Interactions chorégraphiées : danser ensemble à la Galerie de l’UQAM
La Galerie de l’UQAM présentait à la rentrée 2022 l’exposition collective à corps perdu | sharing madness1, commissariée par les Montréalaises Florence-Agathe Dubé-Moreau et Maude Johnson, rassemblant des artistes et des chorégraphes d’ici et d’ailleurs autour des usages du geste dansé et de l’idée centrale de « se mouvoir ensemble ».

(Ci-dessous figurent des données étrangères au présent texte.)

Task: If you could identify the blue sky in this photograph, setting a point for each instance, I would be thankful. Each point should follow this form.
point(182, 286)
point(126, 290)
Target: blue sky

Une question se pose à travers les œuvres d’Amrita Hepi, Hanako Hoshimi-Caines, Ligia Lewis, Lo Fi Dance Theory, Benny Nemer, Andrea Peña et Andros Zins-Browne : « que peut révéler la chorégraphie sur nos besoins de communauté et nos liens interpersonnels » ? Les commissaires considèrent la danse comme un médium à privilégier pour redéfinir nos interactions. Les propositions en action explorent des façons autres de se mobiliser par la résistance et de s’activer ensemble pour ne plus se perdre dans la distanciation et l’isolation. Celles-ci ont été réalisées ou réactualisées pendant la période de restrictions sanitaires qui a également été marquée par des enjeux environnementaux et par des mouvements sociaux comme Black Lives Matter et Every Child Matters, qui critiquent l’histoire coloniale dominante et le racisme qui en résulte. L’exposition s’appréhende via des expériences d’écoute avivées par la spatialisation des œuvres faite par Dubé-Moreau et Johnson : des archives de mouvements de persévérance et de résilience, des matérialités de chorégraphies militantes, des corporalités écraniques puissantes disposées de sorte à favoriser la proximité.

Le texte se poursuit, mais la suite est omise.